Sunday, 20 May 2012

Chapter VII: My Mysore Memento

They say I’m no good at recollections. It's not facile without Dumbledore’s Pensieve so there’s a chance I might lumber through some trifling details. But with all my might, I hereby challenge what they think. I now sketch out my sixteen weeks stay at Narayanamurthy Center of Excellence, Mysore, Karnataka.
The magnificent GEC2 Building
Upon entering, I immediately drew parallels with Hogwarts School of Witchcraft and Wizardry. The majestic GEC2 building like that old castle, the food court at basement 2 replicates the Grand Hall, the ID cards had replaced wands and we flew on LadyBirds instead of brooms. In this world of magic time really flew very fast. 
My Heart Shaped Idli
Besides reveling in the food and flavours, January witnessed me in sheer awe. The grandeur of the campus engulfed me, the cleanliness surprised me, and infrastructure blew my mind away. Riding bicycles was cool all over again. The heat didn’t bother, neither did the color or the bicycles’ name. Days were lost in the maze of those gruelling classes and bulky assignments. And sleep majorly ruled all of my nights. My ties with friends back home were loosening but I couldn’t spare time to think.

The beautiful GEC2 Library
Also happened the part I detest, meeting new people and striking a chord. It’s not that there was a paucity of odious habits, oh there were many I turned a blind eye to. All because I appreciate the diversity. But I always preferred solitude that, with every passing day, was becoming elusive.
Nevertheless, I got to spend a lot of time walking too. So I grew fonder of music, fonder of everything distant, of everyone afar.

The Multiplex
February didn’t live up to its name. The shortest month seemed immensely long. The course grew tougher and the sleeping hours vanished away. Towards its end the course demised, and project allocation occurred. That threw my colleagues in a frenzy with some of them voicing how ecstatic or not they were with their project partners. Fretting over things not in hand? I wasn’t one of them.

Oh yes, I've won some hearts
March saw us with documentation completion and first-phase evaluations. Few relations then were turning sour. I never chose to dissolve the acidity that had crept in, I never tampered with things already straining. But many other relations were blooming. I met with people who got along well and taught me things no man could. Sometimes clarity in thoughts occurs while you are least aware of receiving it. It just happens. Like a light bulb glowed, and inundated you with ideas. Yes, I was fortunate enough to find such folks.Demo development consumed the rest of March’s days, an act I ventured into solo, with close-to-nil assistance.

Thick clouds robbed the sky's azure.
The colors mixed on the palette may not always be good, but does that diminish the painter’s perspicuity? Has the sorcerer been robbed of his sleight of hand? Has his vision failed him, failed to win others over? I guess not. Drawing parallels, my professional group had only me putting painstaking efforts and the remaining blaming the not-so-glorious results.
Meanwhile our mentor running away and afflicting us with the onus to complete the project under a new guide, who knew just as much about it as Paris Hilton knows about quantum physics, was another nail in the coffin. New mentor’s blatantly bashing our demo using phrases so acetic was no encouragement either. I found his comments rather reactionary.
The gorgeous GEC1 building
I foresaw that the demo required what until now we had kept it devoid of, teamwork. My one-man army was on slithering grounds, it needed aid, it needed freedom from such levity.
By April’s end, I had my mother’s hand cooked delicacies deviate my mind midday, I longed for my father to rebuff me and to call me all those usually intolerable words. The ache in my guts I endured while missing my family was getting harder.

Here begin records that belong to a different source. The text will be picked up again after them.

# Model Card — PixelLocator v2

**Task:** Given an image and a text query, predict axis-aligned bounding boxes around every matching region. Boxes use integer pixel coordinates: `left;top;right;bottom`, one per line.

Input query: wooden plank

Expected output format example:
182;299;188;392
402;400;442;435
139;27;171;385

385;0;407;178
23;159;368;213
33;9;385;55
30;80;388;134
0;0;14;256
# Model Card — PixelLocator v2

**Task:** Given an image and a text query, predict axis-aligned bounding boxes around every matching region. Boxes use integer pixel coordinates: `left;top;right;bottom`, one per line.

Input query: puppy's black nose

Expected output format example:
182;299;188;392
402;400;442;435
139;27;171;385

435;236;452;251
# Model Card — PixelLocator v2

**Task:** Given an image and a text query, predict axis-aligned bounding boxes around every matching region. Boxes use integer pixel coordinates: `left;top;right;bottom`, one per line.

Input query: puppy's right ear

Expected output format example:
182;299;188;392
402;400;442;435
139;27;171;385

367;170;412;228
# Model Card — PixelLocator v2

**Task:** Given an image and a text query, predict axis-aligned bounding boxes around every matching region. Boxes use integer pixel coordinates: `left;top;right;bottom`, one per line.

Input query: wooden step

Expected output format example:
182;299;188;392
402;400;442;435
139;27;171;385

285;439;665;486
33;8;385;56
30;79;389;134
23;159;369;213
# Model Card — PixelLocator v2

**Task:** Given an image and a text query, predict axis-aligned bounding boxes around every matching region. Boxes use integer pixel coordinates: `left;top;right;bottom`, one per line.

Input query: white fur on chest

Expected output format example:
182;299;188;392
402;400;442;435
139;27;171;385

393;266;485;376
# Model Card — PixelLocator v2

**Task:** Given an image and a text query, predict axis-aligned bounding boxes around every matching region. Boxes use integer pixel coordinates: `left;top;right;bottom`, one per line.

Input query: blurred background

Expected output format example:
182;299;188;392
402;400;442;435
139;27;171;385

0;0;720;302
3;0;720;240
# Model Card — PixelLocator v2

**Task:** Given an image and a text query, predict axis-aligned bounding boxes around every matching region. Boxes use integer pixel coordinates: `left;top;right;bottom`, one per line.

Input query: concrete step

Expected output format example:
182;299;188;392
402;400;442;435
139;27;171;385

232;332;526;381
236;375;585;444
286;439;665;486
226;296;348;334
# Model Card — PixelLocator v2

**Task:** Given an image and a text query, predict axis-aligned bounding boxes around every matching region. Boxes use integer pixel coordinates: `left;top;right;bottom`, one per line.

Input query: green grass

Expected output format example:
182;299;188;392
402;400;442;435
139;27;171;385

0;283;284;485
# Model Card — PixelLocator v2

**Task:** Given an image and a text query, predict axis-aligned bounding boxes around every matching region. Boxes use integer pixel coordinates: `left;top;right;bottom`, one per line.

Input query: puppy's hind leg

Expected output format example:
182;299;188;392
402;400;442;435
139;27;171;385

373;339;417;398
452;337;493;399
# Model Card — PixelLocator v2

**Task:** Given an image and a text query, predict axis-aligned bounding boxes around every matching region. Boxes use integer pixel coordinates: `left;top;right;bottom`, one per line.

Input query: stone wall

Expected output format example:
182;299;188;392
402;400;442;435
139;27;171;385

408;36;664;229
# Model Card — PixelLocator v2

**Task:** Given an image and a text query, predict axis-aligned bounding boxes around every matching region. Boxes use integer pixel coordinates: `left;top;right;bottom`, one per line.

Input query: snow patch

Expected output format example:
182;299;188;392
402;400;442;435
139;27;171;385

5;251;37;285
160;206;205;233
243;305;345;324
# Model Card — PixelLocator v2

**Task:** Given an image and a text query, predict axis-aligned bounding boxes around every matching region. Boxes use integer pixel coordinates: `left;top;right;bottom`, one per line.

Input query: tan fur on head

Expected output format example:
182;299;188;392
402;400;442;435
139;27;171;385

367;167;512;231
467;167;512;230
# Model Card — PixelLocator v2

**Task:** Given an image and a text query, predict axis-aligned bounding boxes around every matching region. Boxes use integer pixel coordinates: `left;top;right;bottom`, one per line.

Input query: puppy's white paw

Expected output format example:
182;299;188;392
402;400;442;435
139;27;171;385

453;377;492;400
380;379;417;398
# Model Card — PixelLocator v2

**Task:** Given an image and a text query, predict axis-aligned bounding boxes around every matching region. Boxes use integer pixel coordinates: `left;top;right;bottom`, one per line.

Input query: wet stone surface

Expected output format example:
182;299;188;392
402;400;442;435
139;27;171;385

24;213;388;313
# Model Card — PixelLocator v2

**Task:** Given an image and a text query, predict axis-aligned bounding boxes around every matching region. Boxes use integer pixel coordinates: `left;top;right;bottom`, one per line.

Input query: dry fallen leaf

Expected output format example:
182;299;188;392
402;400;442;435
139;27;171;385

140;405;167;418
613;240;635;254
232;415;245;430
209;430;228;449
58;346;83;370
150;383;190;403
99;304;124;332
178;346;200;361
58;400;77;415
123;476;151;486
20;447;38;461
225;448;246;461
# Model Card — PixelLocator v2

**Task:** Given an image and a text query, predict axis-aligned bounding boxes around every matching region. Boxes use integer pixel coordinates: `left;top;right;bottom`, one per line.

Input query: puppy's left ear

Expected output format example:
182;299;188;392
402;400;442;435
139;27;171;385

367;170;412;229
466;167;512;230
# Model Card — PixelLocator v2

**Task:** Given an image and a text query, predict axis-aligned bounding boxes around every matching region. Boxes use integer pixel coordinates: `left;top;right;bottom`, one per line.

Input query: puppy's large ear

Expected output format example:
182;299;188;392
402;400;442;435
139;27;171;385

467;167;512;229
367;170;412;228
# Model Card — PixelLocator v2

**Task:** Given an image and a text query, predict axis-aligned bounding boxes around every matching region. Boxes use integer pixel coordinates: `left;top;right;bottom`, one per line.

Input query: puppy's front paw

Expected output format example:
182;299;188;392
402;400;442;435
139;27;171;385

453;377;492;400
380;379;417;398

May was the month of goodbyes. To the friends I’d earned, to the opulence of the campus and to the accumulated bitterness inside. My time here was drawing to an end. Only 7 days of May were keeping me away from all the things I was, keeping me away from where I belong. 7 more days and I'd be back to where my heart is, back to the two good old souls who had lived the last few days envisioning my return. On May 8, I landed at Chandigarh Airport to see them wearing smiles. Smiles that warm I long had missed, smiles so pure I could cry.
Those May goodbyes had borne this fruit, they had brought me back to life.